Reviewing this material, it appears that Mensing/Bartlett preemption should apply to just about all warnings related to OTC products for which there is at least a tentative monograph. The same combination of a “sameness” requirement (the “exact language” mandate of §330.1(c)(2)) and absence of any CBE exception for “new” information (§330.10(a)(7)(i)(v)), exists for OTC products, as it does for generics. Even though denominated “tentative,” the relevant documents are replete with threats of administrative action should they be deviated from during the (very long) interim period before they are to be finalized. They also use mandatory language – “must” and “required.” There seems to be somewhat more leeway in the skin protection area, as described in the relevant guidance, but all the sunscreen cases so far have been fallen outside the “product liability” exception, and thus have turned on express preemption and §379(r).

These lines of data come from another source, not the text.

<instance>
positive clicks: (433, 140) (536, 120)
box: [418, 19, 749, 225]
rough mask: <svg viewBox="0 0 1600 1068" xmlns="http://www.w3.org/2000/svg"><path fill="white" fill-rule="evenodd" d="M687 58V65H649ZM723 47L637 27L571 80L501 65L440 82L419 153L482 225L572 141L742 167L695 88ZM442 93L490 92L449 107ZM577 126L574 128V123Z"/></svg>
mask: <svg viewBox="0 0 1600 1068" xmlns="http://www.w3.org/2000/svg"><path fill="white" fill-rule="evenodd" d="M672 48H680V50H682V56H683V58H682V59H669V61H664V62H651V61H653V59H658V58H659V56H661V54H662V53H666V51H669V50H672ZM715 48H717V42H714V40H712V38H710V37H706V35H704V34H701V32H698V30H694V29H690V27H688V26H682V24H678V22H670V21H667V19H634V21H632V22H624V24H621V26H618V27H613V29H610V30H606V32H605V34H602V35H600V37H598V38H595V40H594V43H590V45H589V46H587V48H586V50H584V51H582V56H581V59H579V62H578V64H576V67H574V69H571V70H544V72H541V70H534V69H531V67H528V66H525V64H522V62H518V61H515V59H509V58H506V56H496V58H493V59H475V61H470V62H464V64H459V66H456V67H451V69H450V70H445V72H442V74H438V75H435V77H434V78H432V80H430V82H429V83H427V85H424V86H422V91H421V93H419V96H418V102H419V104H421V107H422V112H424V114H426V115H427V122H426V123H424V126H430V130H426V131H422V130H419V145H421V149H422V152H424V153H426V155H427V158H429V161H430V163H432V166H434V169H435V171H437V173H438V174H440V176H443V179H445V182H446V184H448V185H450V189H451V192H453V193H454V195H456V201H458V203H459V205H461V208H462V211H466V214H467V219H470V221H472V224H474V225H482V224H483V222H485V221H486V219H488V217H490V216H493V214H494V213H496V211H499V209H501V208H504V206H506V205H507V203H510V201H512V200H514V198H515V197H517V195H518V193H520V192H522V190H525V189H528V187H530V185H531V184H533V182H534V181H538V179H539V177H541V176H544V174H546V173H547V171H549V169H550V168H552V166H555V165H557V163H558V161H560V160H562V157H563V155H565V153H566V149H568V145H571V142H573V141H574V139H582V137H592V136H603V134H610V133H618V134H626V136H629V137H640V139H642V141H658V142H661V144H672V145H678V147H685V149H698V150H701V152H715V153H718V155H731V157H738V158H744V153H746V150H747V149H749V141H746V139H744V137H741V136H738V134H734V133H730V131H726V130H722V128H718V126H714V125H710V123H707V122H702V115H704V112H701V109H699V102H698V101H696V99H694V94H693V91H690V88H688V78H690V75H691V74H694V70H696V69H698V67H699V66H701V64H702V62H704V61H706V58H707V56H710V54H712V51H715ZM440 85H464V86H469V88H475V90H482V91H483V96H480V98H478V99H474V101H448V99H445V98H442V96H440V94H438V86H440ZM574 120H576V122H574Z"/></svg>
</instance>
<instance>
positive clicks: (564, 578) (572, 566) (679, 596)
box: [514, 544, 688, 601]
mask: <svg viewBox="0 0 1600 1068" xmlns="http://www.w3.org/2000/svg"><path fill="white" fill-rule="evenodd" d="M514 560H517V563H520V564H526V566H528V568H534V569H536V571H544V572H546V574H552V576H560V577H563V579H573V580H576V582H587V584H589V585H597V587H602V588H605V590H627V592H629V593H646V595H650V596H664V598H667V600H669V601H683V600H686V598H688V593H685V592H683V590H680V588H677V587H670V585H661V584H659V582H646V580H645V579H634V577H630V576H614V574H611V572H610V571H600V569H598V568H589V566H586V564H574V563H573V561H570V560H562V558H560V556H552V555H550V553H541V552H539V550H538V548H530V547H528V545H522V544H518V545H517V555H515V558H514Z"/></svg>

Ever since the FDA began regulating OTC products, it has specifically allowed then to be regulated – and marketed – pursuant to this system of “tentative monographs” set out in 21 C.F.R. §330.10(a)(7). As described, while the FDA reserves the right to change the requirements of these monographs, in most instances the design and language of warnings therein specified cannot be unilaterally changed by regulated persons, and deviations from them are subject to FDA enforcement action. Plaintiffs may not like this system, but it is what it is. State law cannot ignore the basis on which these products have been sold for decades without putting manufacturers in an “impossible” position of being punished with liability for doing what the FDA requires them to do.
Nor, as a last resort, can state common-law posit that the tentative monograph system is a lousy system, doesn’t result in “safe” products, and thus manufacturers cannot avoid liability, whether or not a particular requirement is mandatory. That would amount to telling FDA-regulated manufacturers that they cannot sell their products in accordance with the regulatory regime that the FDA has created. Such “stop selling” claims are themselves impliedly preempted:
We reject this “stop-selling” rationale as incompatible with our pre-emption jurisprudence. Our pre-emption cases presume that an actor seeking to satisfy both his federal- and state-law obligations is not required to cease acting altogether in order to avoid liability. Indeed, if the option of ceasing to act defeated a claim of impossibility, impossibility pre-emption would be “all but meaningless
Bartlett, 133 S. Ct. at 2477.
Finally, we would like to thank the drafters of this Drinker Biddle piece from 2012, in addition to the ACI material we saw the other day, for shaping our thinking in this post.